How do cryptography in SSH(2) work?
This is a very broad question. If you're interested in the details, then read the relevant RFCs that describe the SSH protocol. In particular:
Does key authentication in SSH(2) protect from MitM by providing authentication and integrity and why?
Assuming you're referring to Public Key Authentication (where a client authenticates by proving they hold the private key of a pre-shared public key), then not directly/entirely. Public key authentication is a feature of the SSH Authentication Protocol, which runs on top of the SSH Transport Protocol, and generally assumes that the transport protocol provides confidentiality and integrity.
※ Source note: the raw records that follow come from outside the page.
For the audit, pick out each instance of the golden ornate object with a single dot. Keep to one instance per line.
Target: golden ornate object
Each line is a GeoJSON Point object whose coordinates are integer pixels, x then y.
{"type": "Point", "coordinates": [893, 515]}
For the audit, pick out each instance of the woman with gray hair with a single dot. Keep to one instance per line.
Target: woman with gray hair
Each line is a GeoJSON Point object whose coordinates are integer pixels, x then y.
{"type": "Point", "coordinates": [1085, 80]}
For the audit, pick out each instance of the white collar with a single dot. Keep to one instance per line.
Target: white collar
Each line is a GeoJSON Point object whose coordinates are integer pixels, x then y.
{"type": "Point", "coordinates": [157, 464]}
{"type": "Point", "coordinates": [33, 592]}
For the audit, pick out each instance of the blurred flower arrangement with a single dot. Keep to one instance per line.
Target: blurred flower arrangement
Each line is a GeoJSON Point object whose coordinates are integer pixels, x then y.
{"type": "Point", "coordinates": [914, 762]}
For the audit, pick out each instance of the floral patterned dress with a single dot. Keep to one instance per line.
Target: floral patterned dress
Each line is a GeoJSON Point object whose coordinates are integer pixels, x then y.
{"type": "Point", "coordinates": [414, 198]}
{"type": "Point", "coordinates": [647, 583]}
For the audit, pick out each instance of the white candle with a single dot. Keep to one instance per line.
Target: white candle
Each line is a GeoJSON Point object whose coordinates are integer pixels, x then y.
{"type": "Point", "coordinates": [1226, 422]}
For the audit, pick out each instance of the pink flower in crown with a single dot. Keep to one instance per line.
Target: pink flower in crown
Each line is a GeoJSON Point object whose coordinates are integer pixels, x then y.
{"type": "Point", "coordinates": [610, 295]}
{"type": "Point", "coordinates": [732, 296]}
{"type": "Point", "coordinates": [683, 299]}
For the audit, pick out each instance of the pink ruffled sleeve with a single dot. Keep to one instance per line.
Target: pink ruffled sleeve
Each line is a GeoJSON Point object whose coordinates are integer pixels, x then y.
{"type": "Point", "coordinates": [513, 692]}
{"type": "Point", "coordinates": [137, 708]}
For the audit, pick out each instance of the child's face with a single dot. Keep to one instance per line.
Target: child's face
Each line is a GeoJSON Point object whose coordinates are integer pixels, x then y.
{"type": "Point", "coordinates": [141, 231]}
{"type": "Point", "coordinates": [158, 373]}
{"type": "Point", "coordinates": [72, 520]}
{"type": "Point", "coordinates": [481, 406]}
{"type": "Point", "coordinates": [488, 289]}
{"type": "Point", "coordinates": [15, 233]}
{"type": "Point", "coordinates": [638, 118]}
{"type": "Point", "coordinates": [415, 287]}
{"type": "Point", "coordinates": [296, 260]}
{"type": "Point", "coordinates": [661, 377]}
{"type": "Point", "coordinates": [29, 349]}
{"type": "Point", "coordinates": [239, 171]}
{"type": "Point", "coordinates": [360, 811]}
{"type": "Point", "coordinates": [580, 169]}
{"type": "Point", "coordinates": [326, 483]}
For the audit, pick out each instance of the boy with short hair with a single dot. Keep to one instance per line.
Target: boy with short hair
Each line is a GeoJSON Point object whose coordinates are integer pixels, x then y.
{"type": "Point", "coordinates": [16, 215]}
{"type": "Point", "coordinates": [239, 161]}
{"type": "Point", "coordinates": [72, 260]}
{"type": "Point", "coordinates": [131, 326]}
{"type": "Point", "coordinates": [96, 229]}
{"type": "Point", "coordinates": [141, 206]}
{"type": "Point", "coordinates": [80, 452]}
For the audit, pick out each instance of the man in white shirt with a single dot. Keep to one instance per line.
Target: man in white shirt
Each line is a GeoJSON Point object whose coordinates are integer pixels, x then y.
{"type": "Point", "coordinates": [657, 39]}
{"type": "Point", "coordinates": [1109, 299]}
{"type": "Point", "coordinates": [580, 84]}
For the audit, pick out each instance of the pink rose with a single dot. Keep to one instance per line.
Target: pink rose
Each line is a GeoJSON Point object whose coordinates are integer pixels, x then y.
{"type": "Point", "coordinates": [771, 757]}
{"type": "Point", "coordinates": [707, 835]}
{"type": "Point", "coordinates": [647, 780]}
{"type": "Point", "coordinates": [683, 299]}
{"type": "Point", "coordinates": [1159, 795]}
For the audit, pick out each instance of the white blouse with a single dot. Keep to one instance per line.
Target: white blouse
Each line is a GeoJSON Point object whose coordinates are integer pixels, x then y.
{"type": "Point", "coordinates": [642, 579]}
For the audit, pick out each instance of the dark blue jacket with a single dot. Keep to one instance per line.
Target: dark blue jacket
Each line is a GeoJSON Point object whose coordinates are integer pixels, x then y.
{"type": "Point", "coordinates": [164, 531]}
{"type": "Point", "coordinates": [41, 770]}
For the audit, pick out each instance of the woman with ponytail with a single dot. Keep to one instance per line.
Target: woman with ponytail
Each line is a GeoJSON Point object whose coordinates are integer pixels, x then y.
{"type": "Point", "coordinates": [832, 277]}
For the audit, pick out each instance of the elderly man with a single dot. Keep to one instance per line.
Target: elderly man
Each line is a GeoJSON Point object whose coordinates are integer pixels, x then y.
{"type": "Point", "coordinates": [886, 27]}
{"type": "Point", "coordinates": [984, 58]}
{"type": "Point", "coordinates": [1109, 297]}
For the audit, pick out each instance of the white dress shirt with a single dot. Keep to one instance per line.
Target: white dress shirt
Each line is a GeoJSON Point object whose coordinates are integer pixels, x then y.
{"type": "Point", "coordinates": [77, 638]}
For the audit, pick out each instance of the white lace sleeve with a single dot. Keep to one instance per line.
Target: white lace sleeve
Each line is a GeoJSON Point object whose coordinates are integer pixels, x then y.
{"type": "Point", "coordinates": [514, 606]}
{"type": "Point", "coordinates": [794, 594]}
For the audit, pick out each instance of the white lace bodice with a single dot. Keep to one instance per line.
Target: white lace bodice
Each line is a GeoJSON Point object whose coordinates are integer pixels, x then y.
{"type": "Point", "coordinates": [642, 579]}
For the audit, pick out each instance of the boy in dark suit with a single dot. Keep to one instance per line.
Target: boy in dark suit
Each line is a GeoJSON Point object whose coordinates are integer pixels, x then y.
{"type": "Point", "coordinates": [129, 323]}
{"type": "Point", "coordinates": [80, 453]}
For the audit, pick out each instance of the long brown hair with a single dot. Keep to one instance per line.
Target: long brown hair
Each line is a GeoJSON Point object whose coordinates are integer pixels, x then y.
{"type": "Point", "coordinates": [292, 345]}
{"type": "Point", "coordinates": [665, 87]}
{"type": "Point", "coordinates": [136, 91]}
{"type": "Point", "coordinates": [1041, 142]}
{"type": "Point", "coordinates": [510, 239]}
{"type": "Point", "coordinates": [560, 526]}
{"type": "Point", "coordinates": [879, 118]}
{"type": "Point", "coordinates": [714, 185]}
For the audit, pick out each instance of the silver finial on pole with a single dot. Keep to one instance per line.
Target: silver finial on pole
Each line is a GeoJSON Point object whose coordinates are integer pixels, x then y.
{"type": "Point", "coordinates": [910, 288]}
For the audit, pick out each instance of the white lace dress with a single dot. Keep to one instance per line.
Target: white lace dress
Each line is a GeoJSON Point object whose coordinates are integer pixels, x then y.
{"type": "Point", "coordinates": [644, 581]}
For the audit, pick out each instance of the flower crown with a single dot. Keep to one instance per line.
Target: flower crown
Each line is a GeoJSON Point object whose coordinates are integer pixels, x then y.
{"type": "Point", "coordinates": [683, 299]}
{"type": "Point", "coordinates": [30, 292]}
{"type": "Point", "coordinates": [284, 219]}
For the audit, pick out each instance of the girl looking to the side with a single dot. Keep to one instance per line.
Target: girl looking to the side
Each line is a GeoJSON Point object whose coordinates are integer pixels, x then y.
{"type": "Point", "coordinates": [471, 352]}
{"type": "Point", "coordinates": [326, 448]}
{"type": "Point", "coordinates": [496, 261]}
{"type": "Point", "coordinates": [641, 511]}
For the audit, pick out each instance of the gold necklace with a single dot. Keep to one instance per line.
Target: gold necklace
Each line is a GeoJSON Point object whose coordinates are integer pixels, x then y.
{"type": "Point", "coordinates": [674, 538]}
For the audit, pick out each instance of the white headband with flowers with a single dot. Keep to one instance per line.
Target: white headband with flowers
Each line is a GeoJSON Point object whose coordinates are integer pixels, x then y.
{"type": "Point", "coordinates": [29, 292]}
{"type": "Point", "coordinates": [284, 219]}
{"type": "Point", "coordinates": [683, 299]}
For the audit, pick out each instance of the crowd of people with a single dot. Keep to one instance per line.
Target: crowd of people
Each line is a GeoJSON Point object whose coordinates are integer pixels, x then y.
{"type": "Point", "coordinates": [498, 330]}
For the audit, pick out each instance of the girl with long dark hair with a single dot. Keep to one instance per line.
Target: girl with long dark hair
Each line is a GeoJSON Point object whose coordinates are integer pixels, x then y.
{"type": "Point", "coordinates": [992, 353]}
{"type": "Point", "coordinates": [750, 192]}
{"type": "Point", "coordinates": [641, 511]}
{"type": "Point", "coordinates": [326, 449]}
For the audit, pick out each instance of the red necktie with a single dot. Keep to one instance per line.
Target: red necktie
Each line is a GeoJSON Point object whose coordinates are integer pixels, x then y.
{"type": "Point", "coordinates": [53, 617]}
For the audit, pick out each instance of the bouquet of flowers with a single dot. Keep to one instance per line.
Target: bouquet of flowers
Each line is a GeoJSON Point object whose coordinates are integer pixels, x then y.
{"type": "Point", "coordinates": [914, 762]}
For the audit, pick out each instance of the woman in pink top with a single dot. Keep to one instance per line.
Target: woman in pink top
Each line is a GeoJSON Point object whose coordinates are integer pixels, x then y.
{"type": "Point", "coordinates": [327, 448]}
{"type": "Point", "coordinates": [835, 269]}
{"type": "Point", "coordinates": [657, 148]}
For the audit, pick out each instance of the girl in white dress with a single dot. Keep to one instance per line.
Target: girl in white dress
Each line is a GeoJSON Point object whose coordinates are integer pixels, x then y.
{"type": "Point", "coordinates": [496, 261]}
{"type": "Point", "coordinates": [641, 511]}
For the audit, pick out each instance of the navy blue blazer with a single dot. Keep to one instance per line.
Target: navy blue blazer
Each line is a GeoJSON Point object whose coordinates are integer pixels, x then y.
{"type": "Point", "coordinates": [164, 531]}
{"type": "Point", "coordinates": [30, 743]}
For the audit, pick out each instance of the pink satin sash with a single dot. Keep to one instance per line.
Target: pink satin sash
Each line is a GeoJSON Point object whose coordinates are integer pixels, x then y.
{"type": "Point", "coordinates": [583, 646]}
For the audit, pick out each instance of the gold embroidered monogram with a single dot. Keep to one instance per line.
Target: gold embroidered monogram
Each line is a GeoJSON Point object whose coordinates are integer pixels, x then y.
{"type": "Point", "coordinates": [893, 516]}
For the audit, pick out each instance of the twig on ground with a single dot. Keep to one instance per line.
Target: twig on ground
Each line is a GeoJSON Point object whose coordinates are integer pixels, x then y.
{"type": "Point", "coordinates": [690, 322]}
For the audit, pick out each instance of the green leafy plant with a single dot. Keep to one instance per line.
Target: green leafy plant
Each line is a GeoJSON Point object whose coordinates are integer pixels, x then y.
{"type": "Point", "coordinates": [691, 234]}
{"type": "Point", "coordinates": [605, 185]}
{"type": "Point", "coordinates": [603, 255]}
The Public Key Authentication does provide some protection against mitm attacks (by associating the proof of the private key with the SSH session ID), which will prevent the mitm passing on the private key proof as an authentication credential, but won't prevent an attacker using other credentials to access the target system.
The primary mechanism for man-in-the-middle prevention in the SSH Transport Protocol is the verification of pre-shared (or otherwise verifiable via some trusted channel) host keys.
RFC 4251 - The Secure Shell (SSH) Protocol Architecture discusses potential Man-in-the-middle attacks on the SSH protocol and the approaches taken to prevent them.
I am sorry that I can not comment your post, and have to write this as answer...
But maybe you want to move this question to security.stackexchange.com.
And the security goal of key authentication is that both enities can be sure that the public key of the other person actually does belong to the other person. This should prevents a potential attacker from passing false keys to both parites in order to decipher their communication.
If by authentication and integrity you mean key authentication and key integrity, and by that you meant what i will just assume you meant, I would say yes, it protects from "this kind of" mitm attacks. But remember that there are still other methods to perform mitm attacks.